Qu’en est-il au juste ? Cette action a-t-elle été programmée pour prévenir une attaque de l’AQMI contre la Mauritanie ou pour libérer l’otage français Michel Germaneau ? La COD exige «une clarification de la situation des forces étrangères qui se trouvent actuellement sur notre territoire et dont l’opération d’hier vient de confirmer la présence».
Avant-hier, le ministre mauritanien de l’Intérieur, Mohamed Ould Boilil, a affirmé que l’armée mauritanienne avait lancé un raid jeudi hors de ses frontières contre un groupe lié à Al-Qaïda au Maghreb islamique. «Six membres de l’AQMI ont été tués et quatre ont pris la fuite», a déclaré le ministre, qui a précisé que l’un des fuyards a été blessé. Il a assuré que ce groupe s’apprêtait à lancer le 28 juillet une attaque en Mauritanie sans en préciser la nature. «L’opération ne s’est pas déroulée sur notre territoire, mais pas loin de nos frontières», a-t-il assuré sans préciser où, mais en laissant entendre qu’il s’agissait du Mali.
Action préventive donc ou sous-traitance pour le compte de puissance tierce, la France dans ce cas ? L’attitude mauritanienne est des plus ambiguës, d’autant plus que Nouakchott collabore activement avec d’autres pays de la région dans la lutte antiterroriste. Dans cette affaire, la Mauritanie aurait fait d’une pierre deux coups : détruire les infrastructures terroristes qui auraient pu servir de point de départ de toute attaque de l’AQMI contre son territoire et, avec le soutien logistique et technique de la France, libérer l’otage qui est entre les mains de l’«émir» Abou Zeid depuis avril dernier.
Hier, des dépêches de l’Agence France Presse apportent un nouvel éclairage concernant cette affaire. «Les Français sont en train de tout faire pour obtenir la libération de Germaneau», a rapporté l’AFP, qui cite une source militaire étrangère à Bamako, la capitale du Mali. Cette source a également affirmé que le raid militaire mauritanien de jeudi contre une unité de l’AQMI, qui détient l’otage, avec le soutien de la France, n’aurait été qu’un «écran de fumée».
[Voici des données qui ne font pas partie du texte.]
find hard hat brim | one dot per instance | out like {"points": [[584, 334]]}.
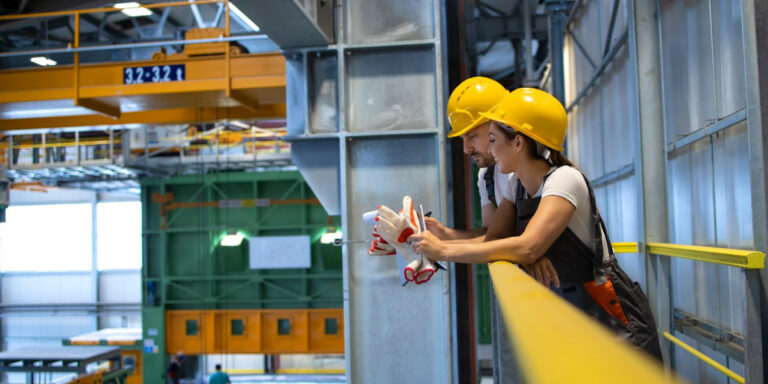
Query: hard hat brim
{"points": [[455, 133]]}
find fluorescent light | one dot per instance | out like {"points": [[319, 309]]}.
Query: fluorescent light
{"points": [[245, 19], [133, 9], [42, 61], [232, 239], [132, 4], [330, 237]]}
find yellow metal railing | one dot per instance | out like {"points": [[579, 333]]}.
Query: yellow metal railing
{"points": [[746, 259], [733, 257], [558, 343], [705, 358], [625, 247]]}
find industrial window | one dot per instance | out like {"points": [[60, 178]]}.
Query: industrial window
{"points": [[237, 327], [191, 327], [55, 237], [283, 326], [118, 235], [331, 326]]}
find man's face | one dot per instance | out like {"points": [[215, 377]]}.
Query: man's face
{"points": [[477, 145]]}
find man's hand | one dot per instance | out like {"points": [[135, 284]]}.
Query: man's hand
{"points": [[543, 271], [395, 228], [429, 245], [437, 228]]}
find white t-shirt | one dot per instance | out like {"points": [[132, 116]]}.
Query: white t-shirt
{"points": [[568, 183], [502, 185]]}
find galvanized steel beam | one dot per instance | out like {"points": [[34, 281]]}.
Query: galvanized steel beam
{"points": [[651, 164], [558, 13], [755, 35]]}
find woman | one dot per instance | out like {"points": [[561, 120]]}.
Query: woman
{"points": [[554, 215]]}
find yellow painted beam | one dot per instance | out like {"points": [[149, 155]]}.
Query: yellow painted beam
{"points": [[160, 117], [557, 343], [252, 80], [734, 257], [107, 9], [705, 358], [290, 371], [625, 247]]}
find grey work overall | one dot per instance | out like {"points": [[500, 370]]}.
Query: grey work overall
{"points": [[599, 287]]}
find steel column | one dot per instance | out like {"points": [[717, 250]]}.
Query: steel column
{"points": [[652, 161], [529, 79], [558, 14], [462, 283], [755, 34]]}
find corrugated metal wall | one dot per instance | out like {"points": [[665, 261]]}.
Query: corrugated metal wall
{"points": [[709, 183], [707, 149], [602, 134]]}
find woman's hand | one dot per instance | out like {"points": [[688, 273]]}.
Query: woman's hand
{"points": [[543, 271], [437, 228], [429, 245]]}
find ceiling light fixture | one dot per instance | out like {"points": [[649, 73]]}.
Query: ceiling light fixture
{"points": [[133, 9], [245, 19], [330, 236], [42, 61], [232, 239]]}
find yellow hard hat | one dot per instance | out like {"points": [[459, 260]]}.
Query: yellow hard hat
{"points": [[534, 113], [469, 99]]}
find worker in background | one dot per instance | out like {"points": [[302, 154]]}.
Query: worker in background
{"points": [[174, 371], [470, 99], [554, 215], [219, 377]]}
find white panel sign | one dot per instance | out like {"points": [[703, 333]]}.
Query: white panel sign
{"points": [[274, 252]]}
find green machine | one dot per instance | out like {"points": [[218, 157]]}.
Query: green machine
{"points": [[185, 267]]}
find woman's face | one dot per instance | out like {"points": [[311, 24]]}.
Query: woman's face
{"points": [[503, 150]]}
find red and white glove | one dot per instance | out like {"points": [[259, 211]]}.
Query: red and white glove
{"points": [[425, 272], [395, 229], [379, 246]]}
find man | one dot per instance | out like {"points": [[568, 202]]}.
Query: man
{"points": [[468, 100], [174, 371], [219, 377]]}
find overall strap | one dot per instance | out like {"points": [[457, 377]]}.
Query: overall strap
{"points": [[489, 183], [600, 267]]}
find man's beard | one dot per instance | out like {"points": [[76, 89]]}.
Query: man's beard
{"points": [[480, 160]]}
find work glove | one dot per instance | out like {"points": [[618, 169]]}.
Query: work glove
{"points": [[379, 246], [425, 272], [395, 229]]}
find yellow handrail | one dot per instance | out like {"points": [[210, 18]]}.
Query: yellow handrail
{"points": [[733, 257], [705, 358], [557, 343], [625, 247]]}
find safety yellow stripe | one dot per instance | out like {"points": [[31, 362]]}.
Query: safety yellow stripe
{"points": [[625, 247], [705, 358], [733, 257], [286, 371], [557, 343]]}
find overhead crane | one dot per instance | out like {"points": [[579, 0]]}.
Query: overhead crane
{"points": [[212, 81], [51, 97]]}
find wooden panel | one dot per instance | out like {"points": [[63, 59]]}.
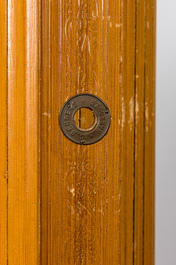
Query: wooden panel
{"points": [[66, 203], [3, 132], [94, 197], [23, 103], [80, 184]]}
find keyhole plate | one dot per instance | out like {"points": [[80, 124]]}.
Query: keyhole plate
{"points": [[94, 133]]}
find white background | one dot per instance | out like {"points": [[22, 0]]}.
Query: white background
{"points": [[166, 134]]}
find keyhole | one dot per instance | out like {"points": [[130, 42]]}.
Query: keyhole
{"points": [[85, 119]]}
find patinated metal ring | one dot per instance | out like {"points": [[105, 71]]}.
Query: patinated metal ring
{"points": [[94, 134]]}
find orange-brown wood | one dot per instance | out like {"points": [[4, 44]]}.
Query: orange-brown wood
{"points": [[3, 132], [65, 203], [23, 132]]}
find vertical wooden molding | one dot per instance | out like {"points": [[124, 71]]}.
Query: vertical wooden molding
{"points": [[3, 132], [23, 133], [65, 203]]}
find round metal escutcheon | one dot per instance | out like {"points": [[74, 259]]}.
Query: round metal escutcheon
{"points": [[85, 136]]}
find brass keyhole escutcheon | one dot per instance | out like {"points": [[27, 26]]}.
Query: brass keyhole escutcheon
{"points": [[85, 119]]}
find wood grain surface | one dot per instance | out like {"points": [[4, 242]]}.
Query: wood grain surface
{"points": [[65, 203]]}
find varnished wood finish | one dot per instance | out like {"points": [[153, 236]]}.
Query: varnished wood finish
{"points": [[3, 132], [23, 133], [65, 203]]}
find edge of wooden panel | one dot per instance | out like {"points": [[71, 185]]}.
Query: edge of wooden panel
{"points": [[23, 132], [3, 132]]}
«Les Américains et les Français ont soutenu cette opération d’une manière ou d’une autre et au même moment, ailleurs dans le grand désert, a eu lieu une autre qui se poursuit actuellement», a-t-elle ajouté, en affirmant que des forces d’autres pays de la région y participeraient également. Lesquelles ? Le mystère reste entier ! Le renforcement de la coopération régionale dans la lutte antiterroriste supposerait l’implication des Etats de la région, parmi lesquels l’Algérie et le Niger.
Signe de la montée de la tension dans la région du Sahel, la recrudescence des alertes antiterroristes. D’abord, l’attaque qui a coûté la vie à onze gendarmes algériens à Tinzaouatine au début de juillet, les avertissements américains et français sur la fragilité sécuritaire du Burkina Faso et, enfin, l’opération actuelle au Mali, l’homme malade du Sahel.
Pour Washington, Al-Qaïda au Maghreb islamique constitue une menace après le raid franco-mauritanien meurtrier de jeudi dernier. Le porte-parole du département d’Etat Philip Crowley a précisé, vendredi dernier, que le groupe constituait avant tout une menace dans la région. «Nous avons vu au fil du temps que la menace vise certaines parties de l’Europe. Bien sûr, cela peut potentiellement menacer les Etats-Unis aussi», a-t-il reconnu devant la presse.
La voie à l’intervention étrangère dans la région semble grande ouverte. A défaut d’une réelle coopération régionale en la matière, c’est la faillite des Etats qui est programmée avec, en filigrane, la répétition du scénario à la pakistanaise dans le «sanctuaire» malien.